“Have you seen anyone you know there?”
“No.”
He contemplates Evelyn’s smooth young forehead. “You haven’t seen Josef there?”
“No.”
“Evelyn, listen to me,” says Joona, in a new, more serious tone. “Your brother told us that he was the one who murdered your father, your mother, and your little sister.”
Evelyn stares at the table. Her eyelids tremble; a faint flush rises on her pale face.
“He’s only fifteen years old,” Joona goes on.
He looks at her thin hands and the shining, brushed hair lying over her frail shoulders.
“Why do you think he’s saying he murdered his family?”
“What?” she asks, looking up.
“It seems as if you think he’s telling the truth,” he says.
“It does?”
“You didn’t look surprised when I said he’d confessed,” says Joona. “Were you surprised?”
“Yes.”
She sits motionless on the chair. A thin furrow of anxiety has appeared between her eyebrows. She looks very tired, and her lips are moving slightly, as if she is praying or whispering to herself. “Is he locked up?” she asks suddenly.
“Who?”
She doesn’t look up at him when she replies but speaks tonelessly down at the table. “Josef. Have you locked him up?”
“Are you afraid of him?”
“No.”
“I thought perhaps you were carrying the gun because you were afraid of him.”
“I hunt,” she replies, meeting his gaze.
There’s something peculiar about her, something he doesn’t yet understand. It’s not the usual things: guilt, rage, or hatred. It’s more like something reminiscent of an enormous resistance. He can’t get a fix on it. A defence mechanism or a protective barrier unlike anything he has yet encountered.
“Hare?” he asks.
“Yes.”
“Is it good, hare?”
“Not particularly.”
“What does it taste like?”
“Sweet.”
Joona thinks about her standing in the cold air outside the cottage. He tries to visualise the chain of events.
Erik Maria Bark had taken her gun. He was holding it over his arm and it was broken open, the brass of the cartridges visible. Evelyn was squinting at him in the sunlight. Tall and slim, with her sandy brown hair in a high, tight ponytail. A silvery padded vest and low-cut jeans, damp running shoes. Pine trees behind her, moss on the ground, low-growing lingonberry and trampled toadstools.

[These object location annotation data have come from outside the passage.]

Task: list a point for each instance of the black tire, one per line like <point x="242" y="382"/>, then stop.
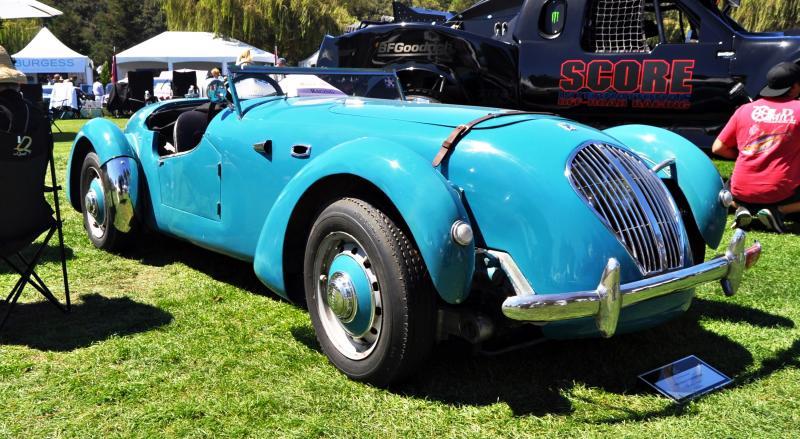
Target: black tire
<point x="403" y="291"/>
<point x="102" y="235"/>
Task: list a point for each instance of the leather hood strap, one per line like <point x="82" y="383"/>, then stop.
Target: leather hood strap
<point x="461" y="131"/>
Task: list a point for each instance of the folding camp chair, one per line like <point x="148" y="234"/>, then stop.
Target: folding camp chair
<point x="25" y="214"/>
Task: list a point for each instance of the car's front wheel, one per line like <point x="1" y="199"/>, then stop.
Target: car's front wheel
<point x="368" y="293"/>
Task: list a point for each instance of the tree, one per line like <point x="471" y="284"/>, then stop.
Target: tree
<point x="295" y="26"/>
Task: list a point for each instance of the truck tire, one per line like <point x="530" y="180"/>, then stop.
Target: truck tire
<point x="98" y="216"/>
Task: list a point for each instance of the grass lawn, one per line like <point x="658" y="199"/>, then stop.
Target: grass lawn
<point x="172" y="340"/>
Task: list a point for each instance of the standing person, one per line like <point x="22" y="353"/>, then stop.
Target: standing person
<point x="97" y="90"/>
<point x="24" y="141"/>
<point x="764" y="138"/>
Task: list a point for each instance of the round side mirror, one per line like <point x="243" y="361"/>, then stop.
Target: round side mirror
<point x="216" y="91"/>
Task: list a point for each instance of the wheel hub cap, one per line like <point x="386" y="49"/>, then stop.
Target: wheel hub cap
<point x="95" y="202"/>
<point x="342" y="297"/>
<point x="348" y="294"/>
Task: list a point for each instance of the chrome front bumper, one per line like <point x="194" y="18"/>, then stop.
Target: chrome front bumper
<point x="606" y="302"/>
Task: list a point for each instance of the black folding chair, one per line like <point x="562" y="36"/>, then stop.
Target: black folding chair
<point x="25" y="214"/>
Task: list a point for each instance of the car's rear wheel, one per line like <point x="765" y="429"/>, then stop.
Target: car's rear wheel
<point x="98" y="216"/>
<point x="368" y="293"/>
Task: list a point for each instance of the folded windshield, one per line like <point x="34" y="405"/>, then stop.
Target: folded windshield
<point x="259" y="82"/>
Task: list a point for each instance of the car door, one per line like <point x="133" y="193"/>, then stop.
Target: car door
<point x="190" y="184"/>
<point x="615" y="62"/>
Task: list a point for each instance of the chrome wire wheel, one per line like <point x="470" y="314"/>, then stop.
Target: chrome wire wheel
<point x="348" y="295"/>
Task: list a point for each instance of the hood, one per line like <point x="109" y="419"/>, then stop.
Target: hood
<point x="514" y="182"/>
<point x="430" y="114"/>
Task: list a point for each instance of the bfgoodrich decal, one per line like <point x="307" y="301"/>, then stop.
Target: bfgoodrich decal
<point x="627" y="83"/>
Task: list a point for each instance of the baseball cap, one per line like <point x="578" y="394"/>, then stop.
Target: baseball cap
<point x="7" y="72"/>
<point x="780" y="79"/>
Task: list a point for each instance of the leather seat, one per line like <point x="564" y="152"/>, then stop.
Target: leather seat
<point x="189" y="130"/>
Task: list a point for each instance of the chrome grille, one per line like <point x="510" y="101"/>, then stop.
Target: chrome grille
<point x="632" y="202"/>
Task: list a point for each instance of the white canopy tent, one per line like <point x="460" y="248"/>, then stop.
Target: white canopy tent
<point x="186" y="50"/>
<point x="46" y="54"/>
<point x="12" y="9"/>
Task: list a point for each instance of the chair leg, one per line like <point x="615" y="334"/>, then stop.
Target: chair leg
<point x="15" y="293"/>
<point x="39" y="284"/>
<point x="59" y="223"/>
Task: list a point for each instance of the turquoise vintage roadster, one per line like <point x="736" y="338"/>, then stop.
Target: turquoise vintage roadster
<point x="401" y="223"/>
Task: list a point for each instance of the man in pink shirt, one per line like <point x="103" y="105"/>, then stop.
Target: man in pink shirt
<point x="764" y="138"/>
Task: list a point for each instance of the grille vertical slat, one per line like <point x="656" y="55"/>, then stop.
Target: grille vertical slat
<point x="639" y="219"/>
<point x="664" y="206"/>
<point x="636" y="236"/>
<point x="632" y="202"/>
<point x="619" y="222"/>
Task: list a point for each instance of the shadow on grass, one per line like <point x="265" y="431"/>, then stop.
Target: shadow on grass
<point x="51" y="253"/>
<point x="159" y="251"/>
<point x="42" y="326"/>
<point x="65" y="136"/>
<point x="535" y="381"/>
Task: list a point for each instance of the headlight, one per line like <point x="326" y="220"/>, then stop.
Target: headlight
<point x="726" y="198"/>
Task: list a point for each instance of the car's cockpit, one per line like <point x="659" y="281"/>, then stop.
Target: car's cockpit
<point x="180" y="127"/>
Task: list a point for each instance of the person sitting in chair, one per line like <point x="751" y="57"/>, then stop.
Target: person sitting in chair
<point x="764" y="138"/>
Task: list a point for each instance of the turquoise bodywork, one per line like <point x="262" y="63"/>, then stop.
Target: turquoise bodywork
<point x="696" y="174"/>
<point x="506" y="178"/>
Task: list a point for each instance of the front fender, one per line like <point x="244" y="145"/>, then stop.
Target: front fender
<point x="697" y="176"/>
<point x="107" y="141"/>
<point x="426" y="201"/>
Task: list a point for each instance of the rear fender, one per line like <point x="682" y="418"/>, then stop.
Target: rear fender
<point x="696" y="175"/>
<point x="426" y="201"/>
<point x="107" y="141"/>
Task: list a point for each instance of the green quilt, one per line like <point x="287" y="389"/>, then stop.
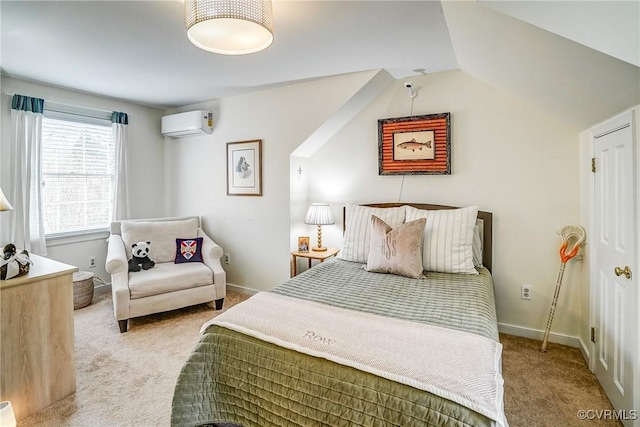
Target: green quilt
<point x="233" y="378"/>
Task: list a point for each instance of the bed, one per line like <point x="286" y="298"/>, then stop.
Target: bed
<point x="342" y="346"/>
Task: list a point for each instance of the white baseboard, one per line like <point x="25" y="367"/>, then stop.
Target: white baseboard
<point x="241" y="289"/>
<point x="536" y="334"/>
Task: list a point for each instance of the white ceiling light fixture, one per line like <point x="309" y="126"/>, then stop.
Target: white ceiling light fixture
<point x="229" y="27"/>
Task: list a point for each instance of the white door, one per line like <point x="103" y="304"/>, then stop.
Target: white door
<point x="614" y="244"/>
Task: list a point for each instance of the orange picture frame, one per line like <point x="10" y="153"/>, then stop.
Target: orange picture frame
<point x="415" y="145"/>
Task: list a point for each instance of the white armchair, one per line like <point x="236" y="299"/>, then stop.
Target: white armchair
<point x="166" y="286"/>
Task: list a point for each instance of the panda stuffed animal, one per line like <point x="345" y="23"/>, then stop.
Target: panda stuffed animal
<point x="140" y="257"/>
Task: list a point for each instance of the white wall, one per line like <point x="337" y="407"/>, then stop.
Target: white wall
<point x="507" y="157"/>
<point x="146" y="158"/>
<point x="255" y="231"/>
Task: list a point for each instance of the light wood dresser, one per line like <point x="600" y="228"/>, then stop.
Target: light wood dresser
<point x="37" y="366"/>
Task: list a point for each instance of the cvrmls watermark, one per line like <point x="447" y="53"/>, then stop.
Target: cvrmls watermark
<point x="607" y="414"/>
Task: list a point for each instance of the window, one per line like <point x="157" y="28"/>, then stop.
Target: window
<point x="77" y="173"/>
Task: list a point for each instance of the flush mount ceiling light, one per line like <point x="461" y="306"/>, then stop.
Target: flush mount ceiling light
<point x="229" y="27"/>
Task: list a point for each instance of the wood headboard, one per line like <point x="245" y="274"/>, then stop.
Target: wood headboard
<point x="486" y="217"/>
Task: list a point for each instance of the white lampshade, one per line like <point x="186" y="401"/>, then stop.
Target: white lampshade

Suddenly Joona discovers a crack in Evelyn’s story. He has already nudged at the thought, but it slipped away. Now the crack is absolutely clear. When he spoke to Evelyn in her aunt’s cottage, she sat completely still on the corduroy couch with her hands clamped between her thighs. On the floor at her feet lay a photograph in a frame that looked like a toadstool. Evelyn’s little sister was in the picture, sitting between her parents with the sun glinting off her big glasses.
The little girl must have been four, perhaps even five years old in the picture. In other words, the photograph can be no more than a year or two old. Evelyn claimed that Josef hadn’t been to the cottage for years, but he accurately described the photo and the frame under hypnosis.
Of course, there could be several copies of the picture in other toadstool frames, thinks Joona. There’s also the possibility that this particular one has been moved around. And Josef could have been in the cottage without Evelyn’s knowledge.
But it could also be a crack in Evelyn’s story.
“Evelyn,” says Joona, “I’m just wondering about something you said a little while ago.”
Jens Svanehjälm gets to his feet. The sudden movement startles Evelyn, and her body jerks. “Would you come with me for a minute, detective?” Outside, he turns to Joona. “I’m letting her go,” he says, in a low voice. “This is bullshit. We don’t have a thing, just an invalid interrogation with her comatose fifteen-year-old brother, who suggests that she—”
Jens stops speaking as soon as he sees the look on Joona’s face.
“You’ve found something, haven’t you?” he says.
“I think so, yes,” Joona replies quietly.
“Is she lying?”
“I don’t know. She might be.”
Jens runs his hand over his chin, considering. “Give her a sandwich and a cup of tea,” he says eventually. “Then you can have one more hour before I decide whether we’re going to arrest her or not.”
“There’s no guarantee this will lead to anything.”
“But you’ll give it a go?”
Four minutes later, Joona places a Styrofoam cup of English breakfast tea and a sandwich on a paper plate in front of Evelyn and sits down on his chair. “I thought you might be hungry,” he says.
“Thanks,” she says, and a more cheerful expression momentarily sweeps across her features. Joona watches her carefully. Her hand shakes as she eats the sandwich and lifts the cup from the table to her lips.
“Evelyn, in your aunt’s cottage there’s a photograph in a frame that looks like a toadstool.”
Evelyn nods. “Aunt Sonja bought it up in Mora; she thought it would look nice in the cottage …” She stops and blows on her tea.
“Did she buy any more like that? For gifts, say?”
“Not that I know of.” She smiles. “I’ve never seen another like it.”